Mario Bertoni e Luciano Rivi sono gli autori dei testi critici pubblicati nel catalogo. Così Bertoni descrive il lavoro dell’artista: «Un giorno di novembre del 2021 chiesi a Gianni Valbonesi come si comportava di fronte alla pagina, alla tela bianca, e lui mi replicò: “soffro di horror vacui, non sopporto quel momento, quando tutto è ancora da fare. Comincio a riempire la superficie di oggetti, di frammenti”. Innanzitutto, si è in presenza di un artista il quale, anziché fuggire presso l’ispirazione, trova nel fare concreto e nell’esperienza il modo per affrontare la sperimentazione. […] Effetto di superficie o senso del profondo? Entrambi, come tutti i sensi che le sue opere invocano, come avveniva negli interventi di arte totale».

Gianni Valbonesi, Howl n°2, 1965, collage e assemblage, cm 35×32 (collezione privata)

E così ne parla Luciano Rivi: «L’arte non si fa cercando ma piuttosto direttamente trovando. Che vuol dire come siano direttamente le cose che circondano l’artista a guidarlo nella sua attività creativa, e non valga come per altri un significativo momento ideativo o progettuale preliminare a quel confronto. […] La scommessa sembra essere quella di una possibilità di riabilitazione anche per tutte quelle immagini che per buona parte della loro vita sono state chiamate a svolgere un ruolo da comparse nella condizione banale di una quotidianità più o meno segnata dalla società dei consumi. Non è che quella precedente vita, così artefatta, debba venire smentita: dovrà piuttosto essere rivitalizzata attraverso un processo che porti a ulteriore acquisizione di senso».

Gianni Valbonesi, Monumento Parco Resistenza, Modena, 2 giugno 2002

Gianni Valbonesi, festeggia dunque questo suo traguardo nella sua città, con gli amici, la famiglia, i collezionisti e quanti hanno seguito nel tempo il suo lavoro, consapevole che siano «poche le persone che hanno la fortuna di poter fare lo stesso lavoro per sessant’anni. Walter Guadagnini, diversi anni fa, diceva che i miei lavori sono sempre uguali, ma sempre diversi. Credo avesse ragione. Ci sono connessioni profonde, richiami, ritorni. Quando inizio un’opera non ho quasi mai idea di come andrà a finire. La composizione finale è frutto di scelte progressive, fino al momento in cui tutto trova un suo equilibrio».

Gianni Valbonesi – Nato a Roma nel 1941,  cresce a Modena dove si diploma all’Istituto d’arte Venturi. Nella città emiliano continua a vivere e lavorare, dipingendo i suoi quadri con tecnica quasi esclusivamente a collage. La scoperta di Jean Dubuffet (a Venezia nel 1960), la successiva conoscenza dell’opera di Kurt Schwitters e quindi della poetica e della lezione formale di Paul Klee sono state determinanti nelle scelte formative iniziali e riemergono più o meno costantemente fino alla produzione più recente, pur se attraversate da una narrazione autobiografica.

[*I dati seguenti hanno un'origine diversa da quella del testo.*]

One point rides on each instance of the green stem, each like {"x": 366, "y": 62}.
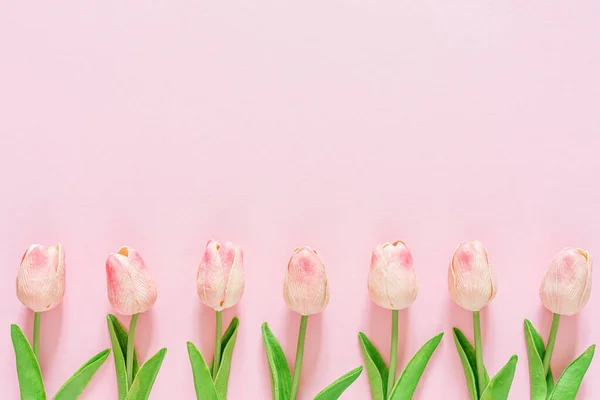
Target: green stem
{"x": 393, "y": 353}
{"x": 218, "y": 333}
{"x": 551, "y": 343}
{"x": 130, "y": 349}
{"x": 299, "y": 356}
{"x": 36, "y": 335}
{"x": 478, "y": 352}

Nel corso di oltre sessant’anni di carriera ha partecipato a decine di mostre collettive e tenuto ventisei mostre personali; sue opere sono apparse su copertine di libri, ha partecipato a rassegne internazionali di Mail Art e nel 1999 a “Gli artisti modenesi raccontano il Duomo”, contribuendo inoltre all’illustrazione dell’“Evangeliario” (2000). Nel 2002 ha realizzato un’opera monumentale per il Parco della Resistenza di Modena, collaborando a varie edizioni del festival filosofia di Modena.